We question whether it is prudent for Lansing to build this large a facility when preferable and cleaner options are rapidly becoming more available and cheaper. Before committing ratepayers to more fossil fuel and centralized power plants for the next 30-50 years, the BWL has several options to reduce demand and institute energy strategies that look to the future, not business as usual.
At the BWL Commissioner meeting on March 27, LEAT submitted 10 proposals that have been recognized and implemented elsewhere with positive results. Here are a few examples.
(a) Instead of a single, large natural-gas plant, build multiple smaller, modular units, and add them overtime only when needed.

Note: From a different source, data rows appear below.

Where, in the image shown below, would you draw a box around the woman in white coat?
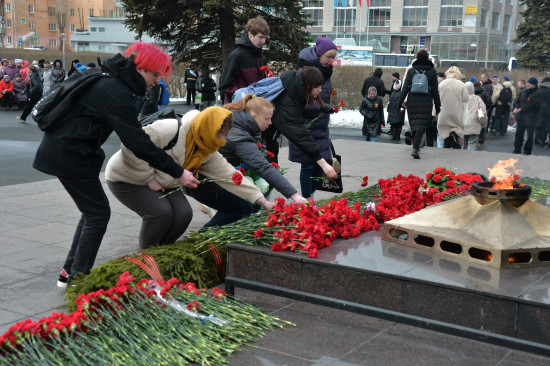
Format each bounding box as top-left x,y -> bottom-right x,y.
464,81 -> 487,150
437,66 -> 468,149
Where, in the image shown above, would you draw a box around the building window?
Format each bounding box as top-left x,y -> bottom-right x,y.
334,0 -> 356,27
479,8 -> 489,28
302,0 -> 324,27
439,0 -> 464,27
491,11 -> 500,29
403,0 -> 428,27
367,0 -> 391,27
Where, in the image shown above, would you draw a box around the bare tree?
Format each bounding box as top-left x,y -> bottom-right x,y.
55,0 -> 67,51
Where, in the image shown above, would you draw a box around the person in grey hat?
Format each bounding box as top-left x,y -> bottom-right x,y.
513,77 -> 541,155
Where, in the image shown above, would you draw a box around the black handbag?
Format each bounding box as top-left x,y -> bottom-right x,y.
317,142 -> 344,193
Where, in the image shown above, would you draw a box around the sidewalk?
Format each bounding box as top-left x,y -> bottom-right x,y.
0,140 -> 550,365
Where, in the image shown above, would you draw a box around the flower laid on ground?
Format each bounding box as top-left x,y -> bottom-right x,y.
0,272 -> 290,366
260,65 -> 273,78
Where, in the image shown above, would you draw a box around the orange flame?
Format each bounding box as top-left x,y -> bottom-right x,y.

(b) The BWL should work with local groups to map out preferred areas for developing new energy technologies, including solar, wind, hydro, combined-heat-andpower, biomass, batteries, thermal storage, etc. For example, installing solar on schools or other buildings with large roof areas can result in huge savings.
(c) Mapping critical use facilities, like hospitals and first responder centers, and creating “microgrids” at these locations will protect against major grid outages, like natural disasters or cyberattacks.
(d) And of course, we need to keep exceeding the State’s minimum standard for 1% annual growth in the efficiency of our electric energy use. Promoting programs like Michigan Saves helps customers with low cost financing to make cost-saving efficiency upgrades.
LEAT believes there is time to consider and begin implementing these options well before the Lansing Errickson coal plant is scheduled to shut down in 7 years. We’re disappointed that the Board chose to act so quickly and without further study in the face of repeated citizen concern. We look forward to a response from the BWL Commissioners on our proposals. More information for interested citizens and BWL customers is available at lansingenvironmentalactionteam.org.